AWS CEO Matt Garman on frontier agents, Nova 2, Nova Forge, and Trainium 3 at re:Invent 2025
Dec 2, 2025 with Matt Garman
Key Points
- AWS exposes pre-training checkpoints through Nova Forge, letting enterprises inject proprietary data mid-training rather than fine-tuning finished models, a capability Garman claims no competitor has offered.
- Kiro, AWS's agent-based coding environment, shifts developers from writing code to orchestrating multiple autonomous agents on long-running tasks, addressing the breakdown of unstructured AI assistance at enterprise scale.
- AWS added 3.8 gigawatts of data center capacity in the past year, yet AI compute demand still exceeds supply across chips, networking, power, and physical infrastructure simultaneously.
Summary
AWS CEO Matt Garman used re:Invent 2025 to announce four interlocking bets: frontier agents, Nova 2, Nova Forge, and Trainium 3 — each aimed at deepening enterprise lock-in across the full AI stack.
Frontier agents and Kiro
Garman's clearest product argument is that vibe coding breaks down at enterprise scale. Unstructured AI-assisted development gets engineers stuck, and recovering lost ground can cost as much time as writing the code manually from the start. Kiro, AWS's coding environment, is built around a "specs" model where agents operate within defined requirements rather than free-form prompts. Teams can dispatch 10, 20, or 50 agents simultaneously on amorphous, long-running tasks and then coordinate the results rather than micromanage each step. Garman says agents on Kiro have already run autonomously for multiple hours on complex tasks. The shift he's describing is less a product feature than a workflow change — software developers becoming orchestrators rather than writers.
Nova Forge
The more technically distinctive announcement is Nova Forge. Standard enterprise AI customization means taking a finished pre-trained model and applying fine-tuning or reinforcement learning afterward. Garman argues that approach has a hard ceiling: too much post-training causes models to forget early reasoning and lose core intelligence, a problem he describes as still unsolved in that paradigm.

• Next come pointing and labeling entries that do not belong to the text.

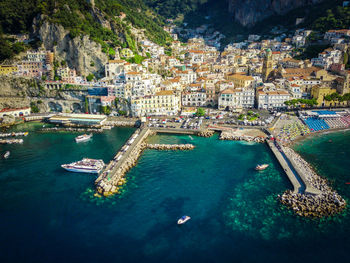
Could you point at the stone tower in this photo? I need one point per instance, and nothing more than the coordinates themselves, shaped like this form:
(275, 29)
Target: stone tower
(267, 65)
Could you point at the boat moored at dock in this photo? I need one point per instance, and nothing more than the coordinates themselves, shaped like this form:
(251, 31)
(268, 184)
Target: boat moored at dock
(261, 167)
(85, 166)
(183, 220)
(83, 138)
(6, 154)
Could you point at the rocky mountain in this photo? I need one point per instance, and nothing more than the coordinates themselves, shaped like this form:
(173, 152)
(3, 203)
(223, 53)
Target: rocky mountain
(83, 33)
(81, 53)
(249, 12)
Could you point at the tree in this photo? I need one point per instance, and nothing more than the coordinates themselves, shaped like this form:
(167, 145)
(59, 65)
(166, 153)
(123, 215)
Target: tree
(200, 112)
(34, 107)
(346, 58)
(122, 113)
(106, 110)
(86, 105)
(90, 77)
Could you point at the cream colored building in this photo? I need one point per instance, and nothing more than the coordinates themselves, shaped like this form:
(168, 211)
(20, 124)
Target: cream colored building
(4, 70)
(241, 81)
(164, 102)
(236, 98)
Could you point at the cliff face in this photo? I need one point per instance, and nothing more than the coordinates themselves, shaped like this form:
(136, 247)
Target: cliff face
(20, 92)
(249, 12)
(81, 53)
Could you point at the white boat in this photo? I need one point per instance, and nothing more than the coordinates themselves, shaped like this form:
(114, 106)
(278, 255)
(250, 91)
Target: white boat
(7, 154)
(85, 166)
(261, 167)
(183, 220)
(83, 138)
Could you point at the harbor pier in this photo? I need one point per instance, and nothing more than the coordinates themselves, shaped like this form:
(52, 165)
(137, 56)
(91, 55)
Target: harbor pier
(295, 174)
(298, 185)
(112, 177)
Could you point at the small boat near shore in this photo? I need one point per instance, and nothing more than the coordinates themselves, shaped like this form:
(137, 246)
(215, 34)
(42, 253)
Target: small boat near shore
(261, 167)
(183, 220)
(83, 138)
(6, 154)
(85, 166)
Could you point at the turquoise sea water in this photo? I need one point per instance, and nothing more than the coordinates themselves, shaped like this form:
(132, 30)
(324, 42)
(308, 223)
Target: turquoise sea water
(50, 215)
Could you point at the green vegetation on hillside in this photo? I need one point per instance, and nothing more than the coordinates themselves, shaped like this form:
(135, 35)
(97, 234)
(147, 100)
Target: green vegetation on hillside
(80, 18)
(173, 8)
(312, 51)
(9, 48)
(335, 18)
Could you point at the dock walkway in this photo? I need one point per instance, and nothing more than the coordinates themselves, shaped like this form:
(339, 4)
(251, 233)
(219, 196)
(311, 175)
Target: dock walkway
(109, 179)
(295, 175)
(292, 176)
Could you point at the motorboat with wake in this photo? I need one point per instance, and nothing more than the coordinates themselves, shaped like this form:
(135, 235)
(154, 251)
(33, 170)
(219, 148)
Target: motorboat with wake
(183, 220)
(83, 138)
(6, 154)
(261, 167)
(85, 166)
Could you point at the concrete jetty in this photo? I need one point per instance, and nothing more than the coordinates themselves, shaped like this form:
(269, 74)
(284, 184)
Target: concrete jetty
(298, 185)
(11, 141)
(293, 171)
(173, 147)
(112, 176)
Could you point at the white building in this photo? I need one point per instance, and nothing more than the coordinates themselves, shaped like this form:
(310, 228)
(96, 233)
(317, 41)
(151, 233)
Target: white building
(15, 112)
(272, 99)
(236, 98)
(194, 98)
(114, 68)
(162, 103)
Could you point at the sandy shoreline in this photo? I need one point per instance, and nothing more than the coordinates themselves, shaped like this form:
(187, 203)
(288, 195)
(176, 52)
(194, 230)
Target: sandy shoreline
(299, 139)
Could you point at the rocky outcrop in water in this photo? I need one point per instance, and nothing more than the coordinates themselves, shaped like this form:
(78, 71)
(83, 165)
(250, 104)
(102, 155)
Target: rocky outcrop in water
(173, 147)
(327, 203)
(232, 137)
(206, 134)
(249, 12)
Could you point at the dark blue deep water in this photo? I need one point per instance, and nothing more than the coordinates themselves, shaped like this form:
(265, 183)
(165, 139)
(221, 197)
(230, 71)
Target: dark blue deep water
(50, 215)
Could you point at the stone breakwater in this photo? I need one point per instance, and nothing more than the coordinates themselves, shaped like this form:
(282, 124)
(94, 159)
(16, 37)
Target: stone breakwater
(13, 134)
(120, 123)
(233, 137)
(206, 134)
(112, 178)
(60, 129)
(327, 203)
(11, 141)
(182, 147)
(108, 184)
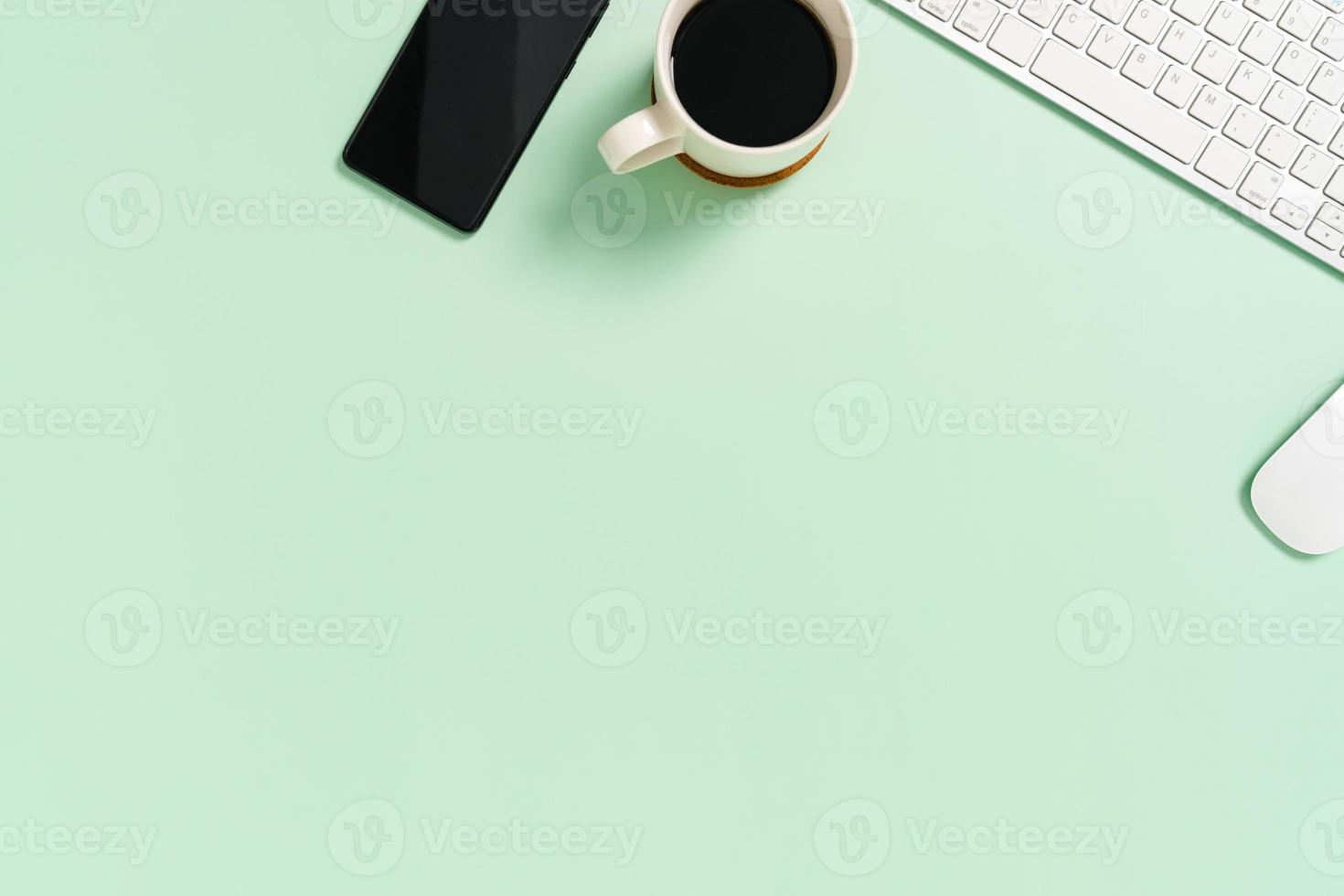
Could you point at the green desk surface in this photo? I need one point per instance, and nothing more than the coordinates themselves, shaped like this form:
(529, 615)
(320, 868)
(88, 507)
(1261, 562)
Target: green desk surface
(928, 531)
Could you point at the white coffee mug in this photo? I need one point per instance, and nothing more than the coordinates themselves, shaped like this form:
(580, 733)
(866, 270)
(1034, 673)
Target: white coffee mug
(666, 128)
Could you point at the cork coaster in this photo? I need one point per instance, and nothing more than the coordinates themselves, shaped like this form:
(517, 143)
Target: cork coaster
(745, 183)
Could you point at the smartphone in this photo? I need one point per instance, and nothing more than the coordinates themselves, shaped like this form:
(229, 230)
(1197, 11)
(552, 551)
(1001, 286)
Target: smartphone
(463, 98)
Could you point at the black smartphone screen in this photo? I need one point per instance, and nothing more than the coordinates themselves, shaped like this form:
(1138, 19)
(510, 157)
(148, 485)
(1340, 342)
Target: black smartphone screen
(463, 98)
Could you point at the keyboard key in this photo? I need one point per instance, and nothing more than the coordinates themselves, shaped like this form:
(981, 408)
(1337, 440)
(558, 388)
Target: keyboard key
(1041, 12)
(1180, 43)
(1214, 62)
(1014, 40)
(1316, 123)
(1221, 163)
(1192, 11)
(976, 17)
(1329, 39)
(1335, 189)
(1326, 235)
(1260, 186)
(1074, 26)
(1176, 86)
(1143, 66)
(1261, 43)
(1108, 48)
(1243, 126)
(1227, 23)
(1146, 22)
(1265, 8)
(1328, 85)
(1292, 215)
(1296, 63)
(1097, 88)
(1300, 19)
(1332, 215)
(1283, 102)
(940, 8)
(1247, 82)
(1113, 11)
(1210, 106)
(1278, 146)
(1312, 166)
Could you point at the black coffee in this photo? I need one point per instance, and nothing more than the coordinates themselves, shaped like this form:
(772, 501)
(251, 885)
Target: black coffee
(754, 73)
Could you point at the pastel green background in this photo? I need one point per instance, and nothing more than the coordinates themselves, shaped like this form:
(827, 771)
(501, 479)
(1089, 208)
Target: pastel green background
(972, 291)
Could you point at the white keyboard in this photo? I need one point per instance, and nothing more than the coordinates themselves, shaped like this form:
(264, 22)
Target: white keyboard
(1241, 100)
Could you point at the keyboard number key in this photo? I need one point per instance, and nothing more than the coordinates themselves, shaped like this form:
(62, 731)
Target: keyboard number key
(1329, 39)
(1265, 8)
(1143, 66)
(1221, 163)
(1300, 19)
(1108, 48)
(1260, 186)
(1014, 40)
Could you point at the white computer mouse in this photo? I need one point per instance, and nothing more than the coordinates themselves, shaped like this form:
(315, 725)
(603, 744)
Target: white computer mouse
(1300, 491)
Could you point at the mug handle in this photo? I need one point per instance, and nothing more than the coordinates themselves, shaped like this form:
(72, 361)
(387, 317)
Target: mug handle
(643, 139)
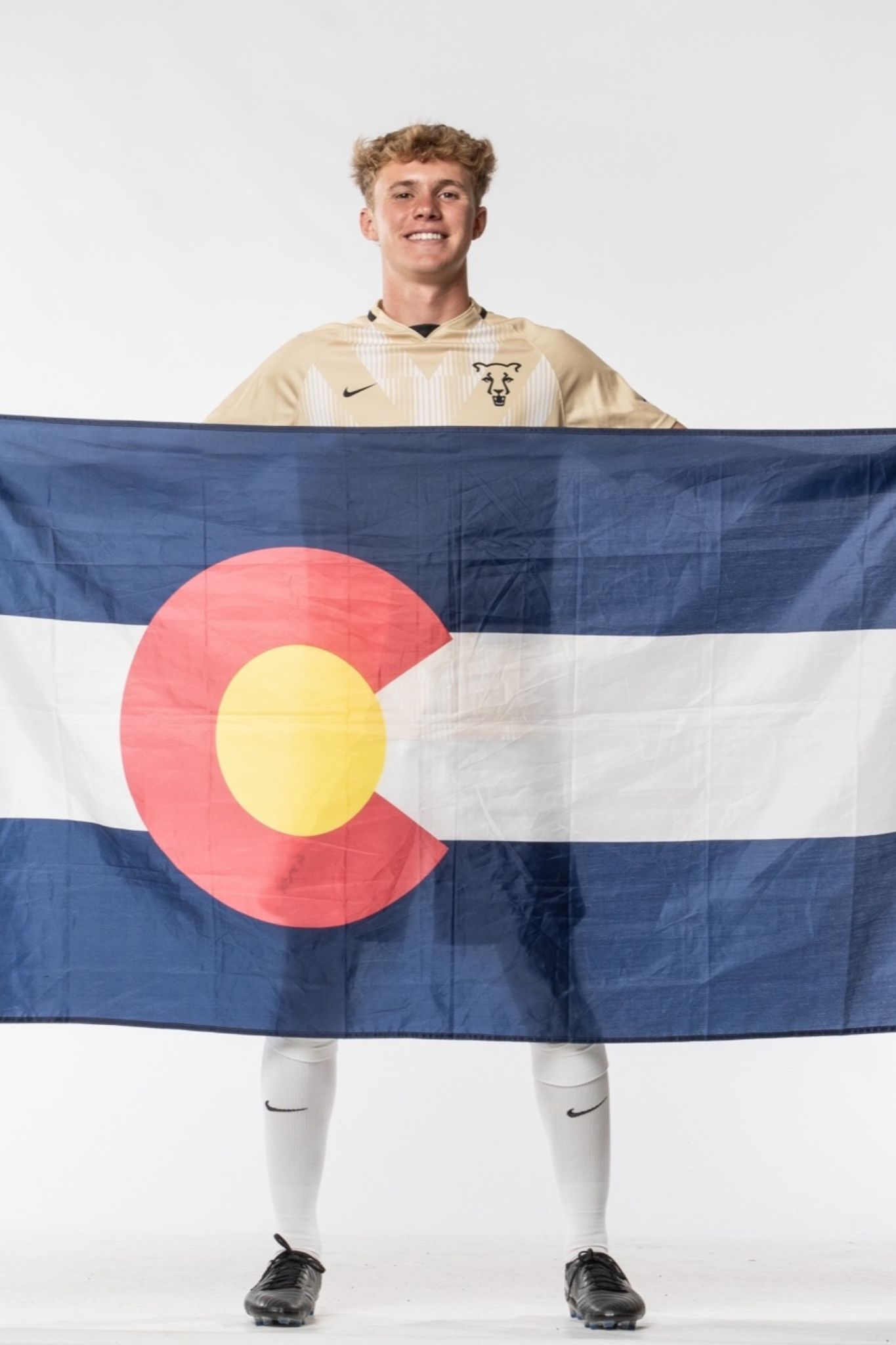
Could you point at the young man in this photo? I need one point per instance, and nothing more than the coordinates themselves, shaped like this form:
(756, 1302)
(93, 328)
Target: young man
(429, 354)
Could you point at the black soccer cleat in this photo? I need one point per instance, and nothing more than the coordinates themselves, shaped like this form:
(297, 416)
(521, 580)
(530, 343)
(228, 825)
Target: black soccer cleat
(599, 1294)
(286, 1293)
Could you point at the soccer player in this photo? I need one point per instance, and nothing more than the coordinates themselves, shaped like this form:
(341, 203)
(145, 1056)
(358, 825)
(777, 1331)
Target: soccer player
(429, 354)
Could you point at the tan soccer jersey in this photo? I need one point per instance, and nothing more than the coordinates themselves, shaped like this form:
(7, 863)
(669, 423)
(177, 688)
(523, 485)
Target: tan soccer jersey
(477, 369)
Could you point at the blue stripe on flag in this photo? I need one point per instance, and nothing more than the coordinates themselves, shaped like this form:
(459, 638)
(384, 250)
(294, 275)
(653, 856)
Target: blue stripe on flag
(598, 531)
(532, 942)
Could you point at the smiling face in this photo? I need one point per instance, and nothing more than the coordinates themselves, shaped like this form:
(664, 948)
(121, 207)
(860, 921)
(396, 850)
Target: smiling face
(425, 217)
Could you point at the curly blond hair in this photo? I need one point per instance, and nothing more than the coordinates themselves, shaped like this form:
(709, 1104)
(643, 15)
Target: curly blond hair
(423, 142)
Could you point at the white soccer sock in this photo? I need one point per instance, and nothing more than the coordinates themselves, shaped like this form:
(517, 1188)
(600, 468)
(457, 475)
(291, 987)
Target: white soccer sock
(299, 1086)
(574, 1079)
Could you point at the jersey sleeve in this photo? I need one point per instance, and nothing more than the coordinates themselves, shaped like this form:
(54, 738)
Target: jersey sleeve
(270, 396)
(594, 396)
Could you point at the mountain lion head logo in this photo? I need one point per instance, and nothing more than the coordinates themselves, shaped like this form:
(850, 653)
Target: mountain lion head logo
(498, 384)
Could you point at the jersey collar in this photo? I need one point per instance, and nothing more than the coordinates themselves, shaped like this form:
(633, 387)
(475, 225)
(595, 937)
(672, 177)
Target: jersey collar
(469, 318)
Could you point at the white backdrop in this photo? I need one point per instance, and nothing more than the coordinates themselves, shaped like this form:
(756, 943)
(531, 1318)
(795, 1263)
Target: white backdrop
(700, 191)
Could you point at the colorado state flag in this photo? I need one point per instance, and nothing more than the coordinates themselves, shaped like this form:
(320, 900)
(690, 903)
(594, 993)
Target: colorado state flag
(517, 734)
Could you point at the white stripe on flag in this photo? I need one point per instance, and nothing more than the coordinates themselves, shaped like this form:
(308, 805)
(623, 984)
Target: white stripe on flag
(530, 738)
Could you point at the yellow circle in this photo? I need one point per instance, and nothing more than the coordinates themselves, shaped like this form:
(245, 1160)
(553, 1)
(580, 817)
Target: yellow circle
(300, 740)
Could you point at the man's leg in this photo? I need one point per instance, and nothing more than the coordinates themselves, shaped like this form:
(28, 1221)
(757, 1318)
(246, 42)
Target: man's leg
(299, 1086)
(572, 1091)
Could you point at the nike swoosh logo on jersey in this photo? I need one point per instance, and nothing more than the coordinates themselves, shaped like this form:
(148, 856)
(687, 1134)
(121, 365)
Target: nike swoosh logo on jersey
(571, 1113)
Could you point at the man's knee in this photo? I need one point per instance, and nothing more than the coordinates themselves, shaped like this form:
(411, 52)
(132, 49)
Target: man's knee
(308, 1049)
(568, 1063)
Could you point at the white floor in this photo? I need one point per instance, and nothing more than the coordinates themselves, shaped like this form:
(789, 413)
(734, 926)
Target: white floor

Nova Forge sidesteps it by exposing pre-training checkpoints — at 60% or 80% completion — so enterprises can inject their own data directly into the training process, mixed with Amazon's data via API, before training finishes. The output is a base model that intrinsically understands the company's corpus, on top of which fine-tuning and RL can then be layered. Garman claims this is the first time pre-training checkpoints have been exposed to enterprise customers in this way.
On accessibility, he is measured. The near-term user is an ML-leaning software engineer, not a non-technical operator, and some enterprises will need consulting support. The goal is to get there without requiring full frontier model pre-training expertise.
Trainium 3 and the open ecosystem
Trainium 3 is positioned as the cost-performance engine underneath the whole stack — chips optimized for the models AWS builds, running the agents it sells. Garman frames the full-stack optimization as a deliberate strategic choice rather than a hedge. AWS will continue to offer Nvidia GPUs, but the internal direction is clearly toward Trainium.
On software ecosystem openness, AWS's Neuron SDK is already open source and supports PyTorch and other standard frameworks. Garman draws an implicit contrast with Google's TPU ecosystem, where open-source availability remains more ambiguous.
Supply constraints
AWS added 3.8 gigawatts of data center capacity in the past year. Garman says demand for AI compute still exceeds supply, with chips, networking, power, and physical data center space all acting as simultaneous constraints. The pace of capacity addition suggests the bottleneck is not investment appetite but the physical and logistical limits of scaling infrastructure this quickly.